More than 20 councils banded together to fight the plan - including Liverpool, Campbelltown, Sutherland and Bayside - and published an open letter to raise public awareness of the 'detrimental impact' the levy change could have on their communities.
They wanted the money raised through developer contributions to remain in the areas where they came from.
This week the government announced modifications to the planned reforms.
The changes will:
- allow councils that currently fund community infrastructure from developer contributions to continue to do so
- ensure state contributions are spent in the region where they are collected
- reset the blanket rate councils can charge, known as 7.12 plans
- increase the maximum amount councils can charge for infrastructure associated with solar and wind farms
NSW Minister for Planning and Public Spaces Rob Stokes said the changes to the package addressed issues raised by Local Government NSW (LGNSW) and councils during extensive consultation.
"The changes we're making will build a simple, fair, consistent and clear system for delivering infrastructure to support more homes and jobs across the State," Mr Stokes said.
"I said that no council will be worse off under these reforms and we will continue to work with LGNSW and councils to make sure that happens.
"We all want the same thing - great infrastructure and more investment in our local communities. That's what these reforms will deliver.
"I want to thank LGNSW President Linda Scott for her tireless advocacy on behalf of councils. She worked with me to make this a better package for the benefit of her community and others across NSW."
Cr Scott welcomed the government's commitment to working with her to make changes to the package.
"The minister has listened to the concerns of the local government sector and worked with local governments to make changes that address our concerns," she said.
"With the commitments made and changes to be made to the draft legislation, I am now confident that this is a package that will improve the infrastructure contributions system.
The Property Council of Australia was less welcoming of the changes to the reforms.
Their NSW executive director, Luke Achterstraat, said the reforms now made little difference.
"The changes bring this policy closer to the starting position that prompted the need for reform in the first place, requiring a relook at whether the package remains balanced," he said.

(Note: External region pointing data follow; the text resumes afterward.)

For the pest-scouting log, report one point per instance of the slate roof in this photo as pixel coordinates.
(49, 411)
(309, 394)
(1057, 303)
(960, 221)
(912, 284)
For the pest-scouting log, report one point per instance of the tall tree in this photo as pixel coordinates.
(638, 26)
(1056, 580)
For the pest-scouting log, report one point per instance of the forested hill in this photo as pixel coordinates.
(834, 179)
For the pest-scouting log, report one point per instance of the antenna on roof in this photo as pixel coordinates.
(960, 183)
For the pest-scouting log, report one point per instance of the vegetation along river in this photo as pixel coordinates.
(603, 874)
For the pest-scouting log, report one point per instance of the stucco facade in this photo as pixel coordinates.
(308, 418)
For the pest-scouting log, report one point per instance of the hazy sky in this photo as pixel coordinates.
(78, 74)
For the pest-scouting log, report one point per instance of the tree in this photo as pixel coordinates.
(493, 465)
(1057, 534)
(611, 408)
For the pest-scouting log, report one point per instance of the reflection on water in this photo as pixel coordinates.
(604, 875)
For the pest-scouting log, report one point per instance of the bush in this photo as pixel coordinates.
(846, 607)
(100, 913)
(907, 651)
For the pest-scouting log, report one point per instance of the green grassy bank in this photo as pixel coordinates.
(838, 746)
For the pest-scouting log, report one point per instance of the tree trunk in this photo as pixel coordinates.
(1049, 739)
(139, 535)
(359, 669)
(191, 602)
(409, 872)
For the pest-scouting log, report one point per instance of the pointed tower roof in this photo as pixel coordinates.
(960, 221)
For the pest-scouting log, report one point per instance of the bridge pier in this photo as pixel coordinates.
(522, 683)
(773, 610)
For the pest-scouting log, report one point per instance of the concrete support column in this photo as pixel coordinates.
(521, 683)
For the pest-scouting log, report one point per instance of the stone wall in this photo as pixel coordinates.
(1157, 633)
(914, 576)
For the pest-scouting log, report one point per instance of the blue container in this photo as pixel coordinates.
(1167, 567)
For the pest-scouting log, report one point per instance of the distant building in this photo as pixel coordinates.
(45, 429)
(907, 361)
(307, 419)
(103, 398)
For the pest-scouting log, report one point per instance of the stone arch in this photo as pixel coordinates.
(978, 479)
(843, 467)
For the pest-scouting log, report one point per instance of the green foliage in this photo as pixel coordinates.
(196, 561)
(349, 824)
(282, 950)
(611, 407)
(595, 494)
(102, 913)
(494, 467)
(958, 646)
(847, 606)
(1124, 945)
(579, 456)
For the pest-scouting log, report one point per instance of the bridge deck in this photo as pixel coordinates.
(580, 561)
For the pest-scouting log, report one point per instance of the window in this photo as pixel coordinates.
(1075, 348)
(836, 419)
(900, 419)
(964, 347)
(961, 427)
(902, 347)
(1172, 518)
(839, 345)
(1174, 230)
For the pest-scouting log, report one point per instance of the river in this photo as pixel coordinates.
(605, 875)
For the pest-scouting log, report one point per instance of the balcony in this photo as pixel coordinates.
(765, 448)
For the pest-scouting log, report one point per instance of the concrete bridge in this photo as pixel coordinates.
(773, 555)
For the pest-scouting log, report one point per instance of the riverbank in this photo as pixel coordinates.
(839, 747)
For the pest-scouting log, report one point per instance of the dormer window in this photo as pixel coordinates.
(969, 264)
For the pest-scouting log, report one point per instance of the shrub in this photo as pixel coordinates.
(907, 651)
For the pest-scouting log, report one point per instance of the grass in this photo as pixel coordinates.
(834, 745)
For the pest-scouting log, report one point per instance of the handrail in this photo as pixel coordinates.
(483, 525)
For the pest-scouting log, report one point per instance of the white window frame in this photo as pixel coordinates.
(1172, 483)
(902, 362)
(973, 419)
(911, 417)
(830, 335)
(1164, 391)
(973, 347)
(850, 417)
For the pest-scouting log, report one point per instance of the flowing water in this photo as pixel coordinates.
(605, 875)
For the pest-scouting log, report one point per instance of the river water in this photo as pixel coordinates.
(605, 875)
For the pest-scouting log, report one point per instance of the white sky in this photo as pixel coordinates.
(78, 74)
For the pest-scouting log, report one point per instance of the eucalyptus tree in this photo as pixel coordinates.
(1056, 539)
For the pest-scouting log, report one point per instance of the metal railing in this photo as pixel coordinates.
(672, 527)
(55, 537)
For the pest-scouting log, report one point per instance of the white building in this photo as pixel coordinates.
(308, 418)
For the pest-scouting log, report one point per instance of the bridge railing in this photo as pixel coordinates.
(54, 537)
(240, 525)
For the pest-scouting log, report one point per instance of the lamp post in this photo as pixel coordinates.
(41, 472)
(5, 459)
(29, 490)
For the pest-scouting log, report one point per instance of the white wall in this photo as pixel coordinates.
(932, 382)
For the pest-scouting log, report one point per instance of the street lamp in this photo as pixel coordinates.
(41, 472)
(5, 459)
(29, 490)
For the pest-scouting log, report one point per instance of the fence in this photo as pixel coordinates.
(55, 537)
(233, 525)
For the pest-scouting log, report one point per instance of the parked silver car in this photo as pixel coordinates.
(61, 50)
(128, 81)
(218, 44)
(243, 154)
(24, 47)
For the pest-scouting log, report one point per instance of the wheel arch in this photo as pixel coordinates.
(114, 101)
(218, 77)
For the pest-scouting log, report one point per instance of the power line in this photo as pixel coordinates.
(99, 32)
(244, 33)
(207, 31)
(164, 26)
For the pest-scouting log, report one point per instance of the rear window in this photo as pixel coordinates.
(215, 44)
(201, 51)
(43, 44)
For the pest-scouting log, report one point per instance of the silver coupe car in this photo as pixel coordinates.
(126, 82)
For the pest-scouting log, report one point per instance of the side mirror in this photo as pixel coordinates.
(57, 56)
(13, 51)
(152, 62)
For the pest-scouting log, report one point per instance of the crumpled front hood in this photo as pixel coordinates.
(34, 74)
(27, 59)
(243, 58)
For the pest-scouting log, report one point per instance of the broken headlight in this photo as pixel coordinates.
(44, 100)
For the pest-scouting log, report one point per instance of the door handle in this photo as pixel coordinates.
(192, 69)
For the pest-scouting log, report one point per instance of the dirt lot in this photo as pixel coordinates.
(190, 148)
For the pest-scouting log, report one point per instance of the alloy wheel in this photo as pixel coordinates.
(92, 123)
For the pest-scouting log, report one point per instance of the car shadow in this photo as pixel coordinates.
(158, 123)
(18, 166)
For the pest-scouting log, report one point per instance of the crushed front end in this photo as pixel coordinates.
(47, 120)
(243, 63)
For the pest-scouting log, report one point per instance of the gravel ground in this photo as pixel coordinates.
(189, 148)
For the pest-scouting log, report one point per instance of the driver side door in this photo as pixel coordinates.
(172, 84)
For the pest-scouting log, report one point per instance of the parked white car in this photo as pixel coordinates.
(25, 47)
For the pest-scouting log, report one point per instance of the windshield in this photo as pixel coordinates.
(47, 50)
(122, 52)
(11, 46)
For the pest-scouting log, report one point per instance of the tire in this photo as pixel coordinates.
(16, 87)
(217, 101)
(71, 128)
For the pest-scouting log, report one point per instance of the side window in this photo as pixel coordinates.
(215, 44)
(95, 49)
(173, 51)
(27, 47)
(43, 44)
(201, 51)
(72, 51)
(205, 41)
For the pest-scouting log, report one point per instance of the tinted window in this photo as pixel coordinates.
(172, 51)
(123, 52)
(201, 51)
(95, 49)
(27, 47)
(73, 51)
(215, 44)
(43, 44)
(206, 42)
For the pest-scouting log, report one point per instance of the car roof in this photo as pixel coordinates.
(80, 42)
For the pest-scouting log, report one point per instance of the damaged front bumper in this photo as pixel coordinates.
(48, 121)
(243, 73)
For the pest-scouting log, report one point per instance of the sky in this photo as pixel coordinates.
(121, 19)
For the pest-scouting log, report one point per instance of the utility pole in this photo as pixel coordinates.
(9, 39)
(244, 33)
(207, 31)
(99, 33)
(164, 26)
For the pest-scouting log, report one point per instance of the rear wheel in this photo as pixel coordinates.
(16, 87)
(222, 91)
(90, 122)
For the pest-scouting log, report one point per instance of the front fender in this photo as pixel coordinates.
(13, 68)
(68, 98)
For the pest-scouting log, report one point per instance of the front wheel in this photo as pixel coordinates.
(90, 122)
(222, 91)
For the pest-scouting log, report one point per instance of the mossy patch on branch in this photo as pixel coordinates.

"Tweaks to the package risk unbalancing the proposal and are a move away from delivering the certainty, flexibility and productivity outcomes needed to maximise the state's economic recovery."
Liverpool councillor Nathan Hagarty praised the changes as a win for the southwest.
"I'm glad the state Liberals have come to their senses on this dangerous Bill," he said.
"Without these amendments, contributions could have been siphoned off to pay for community facilities in the North Shore or Eastern Suburbs."
Incoming councils will have until the week after their first ordinary meeting in February 2022 to make submissions on the policy package currently on public exhibition.